L’oreille tendue, l’œil aux aguets, il épiait de tous côtés et s’efforçait de surprendre les plus légères inflexions dans les aboiements de la meute. Ramenant de nouveau son regard sur sa droite, il vit tout à coup quelque chose bondir à travers le champ désert et se diriger vers lui. «Serait-ce possible?» se dit-il, en respirant à peine, sous le coup de l’émotion qu’il éprouvait en voyant son désir se réaliser; et cependant cette bonne fortune inespérée, si impatiemment attendue, arrivait droit à lui sans bruit, sans éclat, sans aucun signe avant-coureur! Il n’en croyait pas ses yeux, mais bientôt il ne put plus en douter.
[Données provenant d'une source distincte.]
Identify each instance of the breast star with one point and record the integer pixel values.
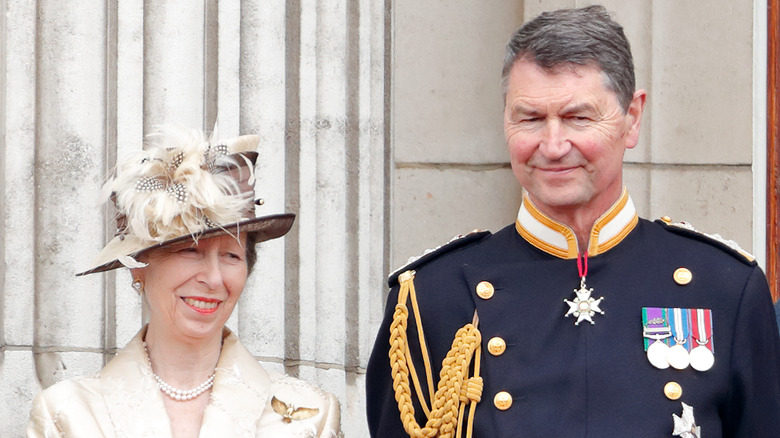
(685, 426)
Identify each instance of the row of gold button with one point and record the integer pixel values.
(503, 400)
(497, 346)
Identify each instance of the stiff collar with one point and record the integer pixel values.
(560, 241)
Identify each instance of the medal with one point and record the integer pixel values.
(702, 357)
(678, 355)
(583, 306)
(655, 332)
(685, 425)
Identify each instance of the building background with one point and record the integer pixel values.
(381, 126)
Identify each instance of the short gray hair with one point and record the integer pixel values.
(584, 36)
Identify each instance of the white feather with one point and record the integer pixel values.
(130, 262)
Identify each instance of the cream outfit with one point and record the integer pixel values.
(123, 400)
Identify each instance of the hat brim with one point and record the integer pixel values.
(263, 228)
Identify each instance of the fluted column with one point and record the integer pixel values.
(84, 80)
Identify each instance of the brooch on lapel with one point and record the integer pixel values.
(289, 412)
C’était bien le loup, un vieux loup au dos grisâtre, au ventre roux, qui courait tout à son aise, comme s’il était sûr de ne pas être traqué, et qui franchissait lourdement un fossé. Rostow, n’osant même respirer, regarda ses chiens: les uns étaient couchés, les autres debout, aucun n’avait aperçu la bête, pas même le vieux Karaë, qui, la tête renversée, le museau entr’ouvert, montrait ses dents jaunies et les faisait claquer, en cherchant ses puces sur une de ses cuisses: «Velaut! Velaut!» murmura Rostow à mi-voix. Les chiens dressèrent les oreilles, et Karaë, cessant de se gratter, se leva comme s’il était mû par un ressort, et secoua vivement sa queue, d’où se détachèrent quelques touffes de poil.
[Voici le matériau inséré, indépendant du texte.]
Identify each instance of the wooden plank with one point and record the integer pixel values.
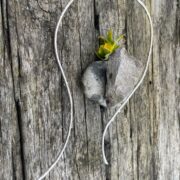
(143, 142)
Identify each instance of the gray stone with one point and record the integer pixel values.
(93, 80)
(123, 73)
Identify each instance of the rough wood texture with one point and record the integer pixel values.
(144, 141)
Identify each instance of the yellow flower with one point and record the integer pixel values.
(108, 45)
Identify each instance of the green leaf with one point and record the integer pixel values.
(110, 36)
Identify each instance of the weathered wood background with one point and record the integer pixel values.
(143, 143)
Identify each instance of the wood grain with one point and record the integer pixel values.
(144, 141)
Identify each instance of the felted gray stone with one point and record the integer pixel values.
(93, 80)
(123, 72)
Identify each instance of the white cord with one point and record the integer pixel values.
(69, 92)
(136, 87)
(68, 89)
«Faut-il lâcher les laisses? Se demanda Nicolas. Le loup, s’écartant de la forêt, s’avançait en droite ligne sur lui, sans se douter de rien. Tout à coup il tressaillit: il venait probablement de découvrir les yeux d’un homme, chose inconnue pour lui jusqu’à cette heure; il s’arrêta indécis et eut l’air de réfléchir: rebrousserait-il, ou continuerait-il son chemin? «En avant!» sembla-t-il se dire, et, prenant une allure dégagée, mais modérée et résolue, il s’éloigna par bonds espacés et sans plus se retourner.